Before we start exploring the skills for a data scientist – you should be clear that tools and skills are completely different aspects. While it is an advantage to know about data science tools, you don’t need to know loads of them. However, the right skills are a basic requirement for a data scientist. For example, there are many tools to visualise data, but the skills to understand what kind of data has to be visualised lies with the data scientist! You can learn to use the tools – on the go – but skills – you need them right from the beginning!
A little bit of Data Science
Data science is focussed on getting a lot of meaningful insights from the data received from various sources. For example, Facebook generates huge user data every day, and by analysing this data, Facebook can understand more about its users – their likes and dislikes, activities, comments, groups etc. This helps them in focussed advertising and improving their own services too.
To know the skills required for data science, we need to understand the various sub-areas of data science. Data science involves a series of processes and steps, and you can specialise in any or all of them. It is always a good choice to have a thorough knowledge of more than one phase. Here are the steps involved in data science:
- Looking at the business opportunity (defining the business problem)
- Finding data relevant to the opportunity (data collection)
- Clean, filter and sort data (data cleaning)
- Perform exploratory analysis (Exploratory data analysis)
- Train the model and check accuracy (machine learning)
- Visualising data (data visualisation)
- Measure success (making business decisions)
The first two steps require you to have good business acumen, the next few require you to be technically sound, and for all these steps you need problem-solving skills, curiosity and good communication skills.

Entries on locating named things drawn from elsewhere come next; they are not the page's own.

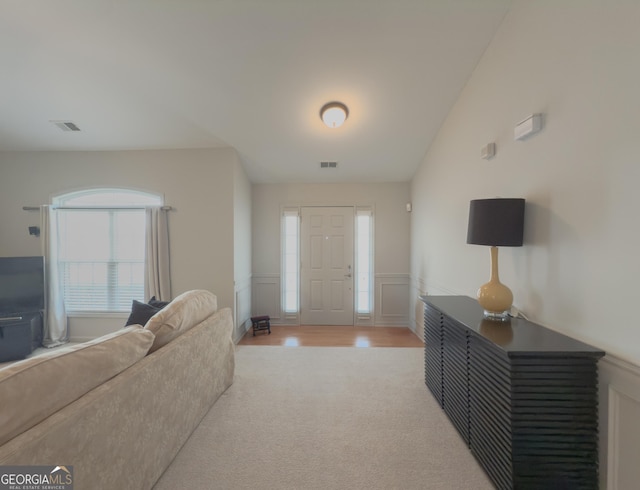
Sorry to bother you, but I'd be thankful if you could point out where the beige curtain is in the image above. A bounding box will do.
[40,205,69,347]
[144,207,171,301]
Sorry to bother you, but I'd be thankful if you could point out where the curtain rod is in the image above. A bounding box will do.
[22,206,173,211]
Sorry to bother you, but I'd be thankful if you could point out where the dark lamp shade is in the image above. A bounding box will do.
[467,199,524,247]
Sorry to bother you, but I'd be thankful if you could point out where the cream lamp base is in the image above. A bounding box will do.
[478,247,513,321]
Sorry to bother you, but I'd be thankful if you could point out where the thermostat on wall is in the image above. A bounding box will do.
[513,114,542,140]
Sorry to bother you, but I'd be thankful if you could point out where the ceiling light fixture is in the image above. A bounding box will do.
[320,102,349,128]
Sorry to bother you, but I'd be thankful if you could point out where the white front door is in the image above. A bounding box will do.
[300,207,354,325]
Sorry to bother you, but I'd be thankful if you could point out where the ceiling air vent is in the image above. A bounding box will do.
[51,121,80,131]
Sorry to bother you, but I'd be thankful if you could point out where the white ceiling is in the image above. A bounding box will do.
[0,0,510,182]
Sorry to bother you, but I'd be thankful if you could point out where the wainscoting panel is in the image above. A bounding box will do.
[251,274,283,323]
[233,276,251,344]
[599,354,640,490]
[375,274,410,327]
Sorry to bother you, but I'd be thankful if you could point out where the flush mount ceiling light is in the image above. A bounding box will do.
[320,102,349,128]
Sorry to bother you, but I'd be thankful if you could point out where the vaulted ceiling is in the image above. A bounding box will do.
[0,0,510,182]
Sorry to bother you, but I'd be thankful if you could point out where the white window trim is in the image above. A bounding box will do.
[280,207,300,320]
[51,187,164,318]
[354,206,375,323]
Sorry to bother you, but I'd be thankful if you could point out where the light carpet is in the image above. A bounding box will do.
[155,346,493,490]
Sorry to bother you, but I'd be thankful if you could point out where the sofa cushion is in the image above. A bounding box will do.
[0,325,153,445]
[144,289,218,352]
[145,296,170,308]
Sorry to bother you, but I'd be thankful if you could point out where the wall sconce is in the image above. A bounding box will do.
[320,102,349,128]
[467,199,524,321]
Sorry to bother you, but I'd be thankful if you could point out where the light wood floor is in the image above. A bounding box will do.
[238,325,424,347]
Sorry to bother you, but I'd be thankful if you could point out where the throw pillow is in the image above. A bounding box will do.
[144,289,218,353]
[125,299,162,327]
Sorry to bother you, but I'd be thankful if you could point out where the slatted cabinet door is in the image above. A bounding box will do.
[424,308,443,407]
[421,296,604,490]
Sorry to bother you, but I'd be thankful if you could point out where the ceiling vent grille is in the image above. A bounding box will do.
[51,121,80,131]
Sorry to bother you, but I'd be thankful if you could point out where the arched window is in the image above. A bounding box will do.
[53,189,162,313]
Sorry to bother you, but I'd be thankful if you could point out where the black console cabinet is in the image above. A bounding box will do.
[420,296,604,490]
[0,311,42,362]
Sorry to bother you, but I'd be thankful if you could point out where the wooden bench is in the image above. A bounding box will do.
[251,315,271,337]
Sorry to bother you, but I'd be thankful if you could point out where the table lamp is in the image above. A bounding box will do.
[467,198,524,321]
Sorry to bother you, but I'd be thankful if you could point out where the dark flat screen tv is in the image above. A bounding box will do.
[0,257,44,316]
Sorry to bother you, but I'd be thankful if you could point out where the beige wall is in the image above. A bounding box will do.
[411,0,640,482]
[0,149,240,338]
[252,183,410,325]
[233,154,251,342]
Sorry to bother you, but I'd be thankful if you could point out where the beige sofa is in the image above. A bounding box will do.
[0,290,234,490]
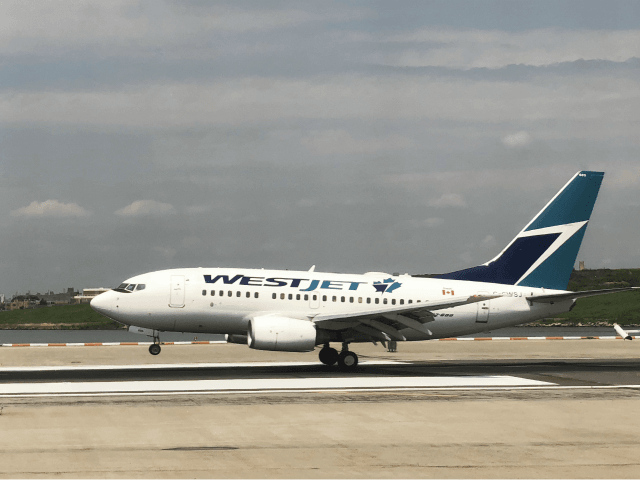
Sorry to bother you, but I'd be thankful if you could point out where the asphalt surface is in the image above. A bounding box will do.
[0,327,616,345]
[0,340,640,480]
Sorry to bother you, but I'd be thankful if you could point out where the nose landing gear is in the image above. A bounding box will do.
[318,343,340,365]
[149,330,162,355]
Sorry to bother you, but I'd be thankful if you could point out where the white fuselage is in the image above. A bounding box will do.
[92,268,574,341]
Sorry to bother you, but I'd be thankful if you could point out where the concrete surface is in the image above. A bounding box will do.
[0,340,640,480]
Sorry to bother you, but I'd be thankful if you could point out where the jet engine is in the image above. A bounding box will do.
[247,315,317,352]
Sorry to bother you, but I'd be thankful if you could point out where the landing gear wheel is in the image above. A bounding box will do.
[318,347,339,365]
[338,350,358,370]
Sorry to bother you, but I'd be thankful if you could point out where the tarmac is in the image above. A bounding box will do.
[0,339,640,479]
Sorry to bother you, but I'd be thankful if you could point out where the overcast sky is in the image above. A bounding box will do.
[0,0,640,295]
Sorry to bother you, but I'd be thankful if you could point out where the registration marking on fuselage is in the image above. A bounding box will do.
[0,375,554,397]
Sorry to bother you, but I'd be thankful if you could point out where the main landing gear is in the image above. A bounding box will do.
[318,343,358,370]
[149,331,162,355]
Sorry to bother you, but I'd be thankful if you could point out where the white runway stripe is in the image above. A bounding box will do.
[0,360,410,373]
[0,375,554,396]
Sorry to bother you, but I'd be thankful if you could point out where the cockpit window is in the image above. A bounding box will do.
[115,283,146,293]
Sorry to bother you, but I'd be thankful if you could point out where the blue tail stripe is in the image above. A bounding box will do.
[526,172,604,232]
[518,224,587,290]
[435,233,560,285]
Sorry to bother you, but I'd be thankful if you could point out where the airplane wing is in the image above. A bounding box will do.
[313,295,501,341]
[527,287,640,303]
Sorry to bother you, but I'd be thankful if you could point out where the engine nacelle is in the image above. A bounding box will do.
[247,315,317,352]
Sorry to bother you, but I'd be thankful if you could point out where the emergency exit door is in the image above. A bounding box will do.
[476,292,491,323]
[169,275,184,308]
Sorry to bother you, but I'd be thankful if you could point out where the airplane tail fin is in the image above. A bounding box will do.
[437,171,604,290]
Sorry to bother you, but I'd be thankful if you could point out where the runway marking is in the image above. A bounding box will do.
[0,335,640,347]
[0,375,555,397]
[0,360,411,373]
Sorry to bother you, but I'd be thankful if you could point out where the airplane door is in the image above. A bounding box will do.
[169,275,184,308]
[476,292,491,323]
[309,293,320,308]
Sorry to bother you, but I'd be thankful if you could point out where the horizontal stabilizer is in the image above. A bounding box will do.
[527,287,640,303]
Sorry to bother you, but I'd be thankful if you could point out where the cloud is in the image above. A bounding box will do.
[371,28,640,69]
[482,235,496,249]
[429,193,467,207]
[11,200,89,217]
[424,217,444,228]
[115,200,176,217]
[502,130,531,148]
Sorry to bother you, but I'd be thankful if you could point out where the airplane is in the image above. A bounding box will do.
[91,171,634,370]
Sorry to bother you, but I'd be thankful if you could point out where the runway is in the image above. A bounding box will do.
[0,350,640,398]
[0,340,640,480]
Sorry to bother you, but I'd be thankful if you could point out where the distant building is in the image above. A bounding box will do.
[6,297,30,310]
[37,288,80,305]
[73,288,111,303]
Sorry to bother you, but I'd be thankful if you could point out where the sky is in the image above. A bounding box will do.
[0,0,640,296]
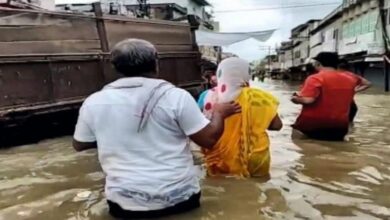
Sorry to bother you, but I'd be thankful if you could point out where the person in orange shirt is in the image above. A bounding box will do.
[291,52,369,141]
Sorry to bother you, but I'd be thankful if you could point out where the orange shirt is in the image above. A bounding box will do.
[294,70,361,136]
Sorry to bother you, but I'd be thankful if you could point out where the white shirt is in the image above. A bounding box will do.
[74,78,209,211]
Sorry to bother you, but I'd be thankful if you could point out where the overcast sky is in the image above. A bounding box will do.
[56,0,342,61]
[210,0,342,61]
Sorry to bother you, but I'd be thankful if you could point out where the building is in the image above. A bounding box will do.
[56,0,213,30]
[291,20,320,67]
[0,0,55,11]
[278,0,390,90]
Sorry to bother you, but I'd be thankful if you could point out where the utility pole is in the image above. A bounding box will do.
[268,46,272,72]
[378,0,390,92]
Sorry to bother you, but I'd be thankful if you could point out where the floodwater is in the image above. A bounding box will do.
[0,81,390,220]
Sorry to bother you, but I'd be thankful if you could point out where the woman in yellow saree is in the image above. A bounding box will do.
[203,58,282,177]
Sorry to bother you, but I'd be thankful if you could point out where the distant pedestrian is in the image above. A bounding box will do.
[292,52,365,141]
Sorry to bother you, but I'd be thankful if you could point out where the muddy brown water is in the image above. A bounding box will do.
[0,81,390,220]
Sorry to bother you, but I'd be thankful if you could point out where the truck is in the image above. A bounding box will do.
[0,3,204,145]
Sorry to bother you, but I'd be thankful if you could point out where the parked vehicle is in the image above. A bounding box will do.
[0,4,203,128]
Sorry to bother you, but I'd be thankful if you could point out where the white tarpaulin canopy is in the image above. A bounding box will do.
[196,30,275,46]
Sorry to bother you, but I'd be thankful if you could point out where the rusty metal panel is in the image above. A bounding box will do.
[50,60,104,101]
[105,20,192,51]
[0,40,100,55]
[0,10,100,55]
[0,9,202,124]
[0,63,51,108]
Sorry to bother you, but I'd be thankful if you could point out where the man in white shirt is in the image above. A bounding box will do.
[73,39,240,219]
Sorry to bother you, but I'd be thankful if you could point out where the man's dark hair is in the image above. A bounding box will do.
[313,52,339,69]
[111,39,157,77]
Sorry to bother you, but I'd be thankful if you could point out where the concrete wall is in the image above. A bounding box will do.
[364,63,385,88]
[310,19,342,57]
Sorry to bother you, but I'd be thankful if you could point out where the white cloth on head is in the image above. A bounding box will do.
[204,57,251,117]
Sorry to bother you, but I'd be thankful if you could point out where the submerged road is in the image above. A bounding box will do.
[0,81,390,220]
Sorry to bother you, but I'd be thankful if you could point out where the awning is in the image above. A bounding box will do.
[196,30,275,46]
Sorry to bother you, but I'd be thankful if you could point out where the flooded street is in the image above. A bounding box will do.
[0,81,390,220]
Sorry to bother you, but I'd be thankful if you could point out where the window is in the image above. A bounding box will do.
[294,50,301,58]
[361,13,370,34]
[333,29,339,40]
[368,11,379,32]
[342,22,348,39]
[355,16,363,36]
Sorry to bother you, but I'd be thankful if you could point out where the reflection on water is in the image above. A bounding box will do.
[0,82,390,220]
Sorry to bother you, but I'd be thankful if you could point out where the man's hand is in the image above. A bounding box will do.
[190,102,241,149]
[214,102,241,119]
[291,94,316,105]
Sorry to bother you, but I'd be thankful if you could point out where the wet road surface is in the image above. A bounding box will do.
[0,81,390,220]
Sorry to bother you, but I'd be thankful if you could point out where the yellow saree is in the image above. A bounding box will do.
[203,88,279,177]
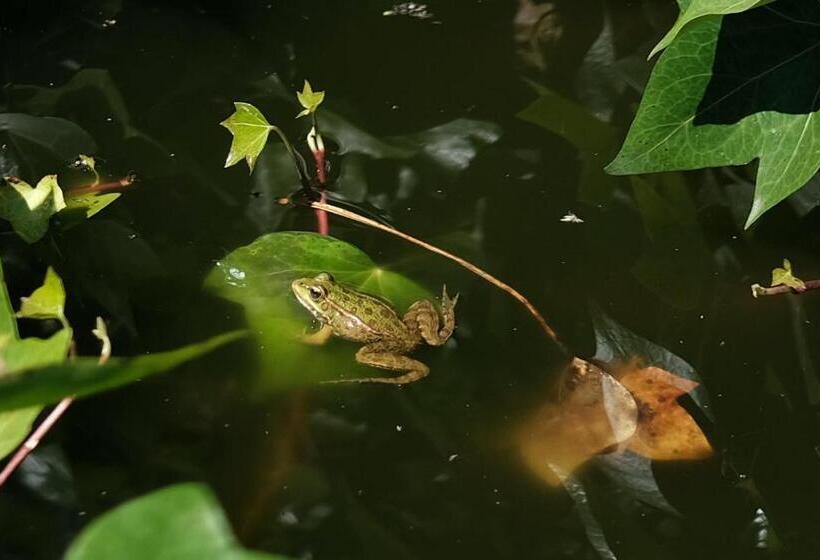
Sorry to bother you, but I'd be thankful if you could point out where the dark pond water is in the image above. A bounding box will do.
[0,0,820,560]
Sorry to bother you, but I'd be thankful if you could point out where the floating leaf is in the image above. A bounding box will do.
[65,484,292,560]
[219,101,272,171]
[772,259,806,290]
[296,80,325,119]
[515,358,638,486]
[0,175,65,243]
[649,0,769,58]
[17,267,65,323]
[0,266,72,458]
[206,232,433,387]
[607,0,820,227]
[618,366,713,461]
[65,192,122,218]
[0,332,245,410]
[74,154,97,173]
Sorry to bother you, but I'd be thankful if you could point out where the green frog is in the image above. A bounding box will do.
[291,272,458,385]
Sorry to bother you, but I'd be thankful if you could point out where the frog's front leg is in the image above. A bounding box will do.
[324,342,430,385]
[299,323,333,346]
[404,286,458,346]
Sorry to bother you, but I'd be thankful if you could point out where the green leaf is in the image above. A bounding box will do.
[0,175,65,243]
[65,192,122,218]
[607,0,820,227]
[0,331,245,410]
[65,483,292,560]
[772,259,806,290]
[0,406,42,457]
[296,80,325,119]
[17,267,65,322]
[648,0,768,58]
[0,266,72,458]
[219,101,272,171]
[206,232,432,389]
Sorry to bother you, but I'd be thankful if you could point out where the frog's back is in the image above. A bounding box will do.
[330,289,407,342]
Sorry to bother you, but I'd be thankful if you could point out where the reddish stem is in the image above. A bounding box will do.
[0,397,74,486]
[311,150,330,235]
[67,175,134,196]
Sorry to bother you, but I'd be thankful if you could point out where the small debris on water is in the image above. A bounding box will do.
[561,212,584,224]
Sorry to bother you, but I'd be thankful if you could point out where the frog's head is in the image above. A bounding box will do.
[290,272,336,321]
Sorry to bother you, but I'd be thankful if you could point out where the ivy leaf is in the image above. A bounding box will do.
[607,0,820,227]
[65,192,122,218]
[205,232,434,389]
[0,175,65,243]
[296,80,325,119]
[17,267,66,324]
[0,260,72,458]
[219,101,272,171]
[647,0,771,58]
[65,483,286,560]
[772,259,806,291]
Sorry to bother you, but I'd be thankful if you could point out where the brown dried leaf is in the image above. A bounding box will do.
[619,367,713,461]
[515,358,638,486]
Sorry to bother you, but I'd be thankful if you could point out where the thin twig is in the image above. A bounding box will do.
[66,175,134,196]
[310,202,566,349]
[0,318,111,487]
[752,280,820,297]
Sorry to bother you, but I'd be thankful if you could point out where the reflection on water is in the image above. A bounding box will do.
[0,0,820,559]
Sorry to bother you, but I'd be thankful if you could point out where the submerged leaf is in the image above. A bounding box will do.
[219,101,271,171]
[296,80,325,119]
[65,483,292,560]
[206,232,433,388]
[772,259,806,290]
[17,267,65,322]
[0,175,65,243]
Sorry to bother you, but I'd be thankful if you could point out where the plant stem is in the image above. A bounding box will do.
[310,202,566,350]
[0,326,111,487]
[66,175,134,196]
[752,280,820,297]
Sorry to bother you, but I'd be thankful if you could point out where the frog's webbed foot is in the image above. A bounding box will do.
[404,286,458,346]
[299,325,333,346]
[322,342,430,385]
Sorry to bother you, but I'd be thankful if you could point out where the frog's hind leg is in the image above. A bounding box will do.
[324,342,430,385]
[404,286,458,346]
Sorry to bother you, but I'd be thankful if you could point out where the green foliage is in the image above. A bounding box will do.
[219,101,273,172]
[0,332,245,410]
[206,232,431,388]
[0,266,72,457]
[649,0,766,58]
[17,267,66,324]
[0,175,66,243]
[65,484,292,560]
[772,259,806,290]
[65,191,122,218]
[607,1,820,227]
[296,80,325,119]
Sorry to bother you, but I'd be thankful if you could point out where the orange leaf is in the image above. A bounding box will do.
[619,367,713,461]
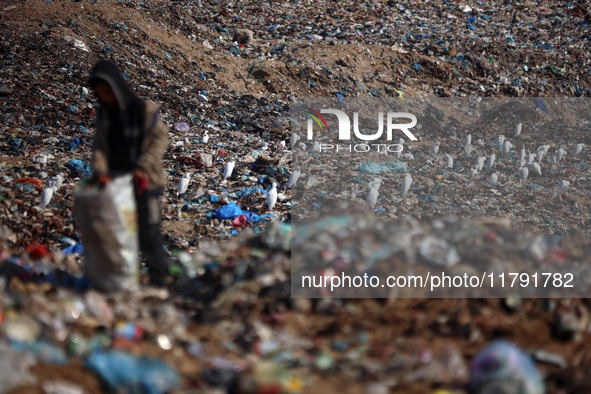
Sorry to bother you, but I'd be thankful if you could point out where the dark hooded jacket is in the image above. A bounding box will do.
[89,60,168,189]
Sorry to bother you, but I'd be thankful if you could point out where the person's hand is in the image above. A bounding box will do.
[96,173,111,189]
[133,168,150,196]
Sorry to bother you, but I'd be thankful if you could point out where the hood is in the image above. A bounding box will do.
[88,60,138,110]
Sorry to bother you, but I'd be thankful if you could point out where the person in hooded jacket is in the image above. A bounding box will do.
[89,60,186,286]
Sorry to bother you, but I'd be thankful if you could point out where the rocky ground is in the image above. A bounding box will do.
[0,0,591,393]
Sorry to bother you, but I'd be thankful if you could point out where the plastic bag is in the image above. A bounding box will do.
[74,175,139,291]
[85,350,180,394]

Top skills you need to be a data scientist
There are different types of skills you need: technical and non-technical apart from the foundational skills like math, statistics, computing and domain knowledge. As a data scientist, you should possess the combined skills of a data analyst, machine learning engineer, data engineer and data scientist itself! For example, a data analyst need not have the know-how of machine learning concepts, but as a data scientist, you should have machine learning knowledge too. Here are some very important skills you need:
1. Math skills
I have seen many people loathe at the name of maths from childhood itself. Maybe what they learnt as part of academics was purely theoretical, and they never understood where all of it was supposed to be applied. Well, you are in luck, because all the math that you have studied before is put to practical use in data science. The following are math essentials you need to know:
Linear algebra: Linear algebra forms the core of machine learning algorithms. Linear algebra is nothing but an equation that finds the value of variables x & y. For example, 2x+y = 1, x+2y=1, what are x & y? Rings any bells?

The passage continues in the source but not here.